Verse explainer

What does Matthew 18:22 really mean?

Jesus isn't setting a forgiveness quota at 490 — he's saying the counting itself has to stop.

KJV

Jesus saith unto him, I say not unto thee, Until seven times: but, Until seventy times seven.

BSB

Jesus answered, "I tell you, not just seven times, but seventy-seven times!"

Peter has just asked whether forgiving a brother seven times is sufficient — probably feeling generous, since rabbinical tradition often cited three as the limit. Jesus blows past the number entirely. Whether the phrase means "seventy-seven" (as many modern translations read) or the traditional "seventy times seven," the point is identical: no ceiling. The parable that follows immediately (vv. 23–35) shows why. A servant forgiven an astronomically unpayable debt — ten thousand talents — then throttles a fellow servant over a few coins. The king's fury lands not on the debt itself but on the refusal to pass the mercy along. Forgiveness here is less a feeling than a practice: a repeated, deliberate choice not to hold a wrong against someone who has genuinely sought reconciliation. The command assumes the offenses are real and recurrent — this is not a call to ignore harm, but a call to refuse bitterness as a settled posture.

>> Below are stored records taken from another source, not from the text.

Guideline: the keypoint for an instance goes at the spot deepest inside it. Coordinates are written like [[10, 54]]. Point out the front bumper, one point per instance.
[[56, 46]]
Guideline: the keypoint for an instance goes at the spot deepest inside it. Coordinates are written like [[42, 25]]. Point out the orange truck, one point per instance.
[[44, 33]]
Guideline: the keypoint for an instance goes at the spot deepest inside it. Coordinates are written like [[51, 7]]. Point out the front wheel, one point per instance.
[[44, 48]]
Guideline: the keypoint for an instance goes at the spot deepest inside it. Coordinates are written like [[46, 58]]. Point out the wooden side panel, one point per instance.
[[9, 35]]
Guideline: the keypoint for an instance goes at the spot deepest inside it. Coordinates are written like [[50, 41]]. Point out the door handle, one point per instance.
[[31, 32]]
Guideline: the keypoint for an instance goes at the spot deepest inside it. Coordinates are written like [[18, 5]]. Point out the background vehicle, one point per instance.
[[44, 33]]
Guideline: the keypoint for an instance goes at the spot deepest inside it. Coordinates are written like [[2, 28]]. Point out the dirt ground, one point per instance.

"Seventy times seven" means you must forgive exactly 490 times, then you're done. This reading treats the verse as a math problem — forgive 490 times, log it, and on offense 491 you're finally allowed to stop. But that is precisely the scorekeeping mentality Jesus is dismantling. Peter came to him with a number; Jesus responded with a number so large it makes counting absurd. The parable that follows (vv. 23–35) makes the logic explicit: a servant forgiven an unpayable debt and then refusing to forgive a trivial one is condemned — not because he ran out of allotted pardons, but because he never understood forgiveness in the first place. Jamieson, Fausset & Brown put it plainly: the answer means you should never arrive at a moment of flatly refusing forgiveness to someone who sincerely seeks it. The verse is not a high cap — it is a demolition of the cap. It is also worth noting that the verse addresses forgiveness of a repentant brother (see v. 15–21 for context), not a demand to absorb ongoing abuse without limit or accountability.
Jamieson, Fausset & Brown19th c. · PD

JFB takes the number as a way of saying forgiveness must continue as long as it is sincerely needed and sought — the point being that a disciple should never arrive at a moment where genuine repentance is flatly refused. The arithmetic dissolves into a principle: you are never to come to the point of withholding forgiveness from one who truly asks.

John Gillearly 18th c. · PD

Gill reads the saying in light of the parable that follows: the debt Peter's brother owes him is trivial compared to the debt every sinner owes God — a debt no creature can repay. Since God's forgiveness of the believer is beyond all reckoning, so must the believer's forgiveness of others be. The number is meant to abolish the very idea of keeping a tally.

ἑβδομηκοντάκις ἑπτά hebdomēkontakis hepta

"Seventy times seven" (or "seventy-seven") — the Greek is legitimately ambiguous, and serious translators divide on it. Either way the rhetorical force is the same: an effectively uncountable number. The phrase echoes Genesis 4:24, where Lamech boasts of seventy-sevenfold vengeance. Jesus inverts that spirit of limitless retaliation into limitless forgiveness — making the allusion, if intentional, pointed and subversive.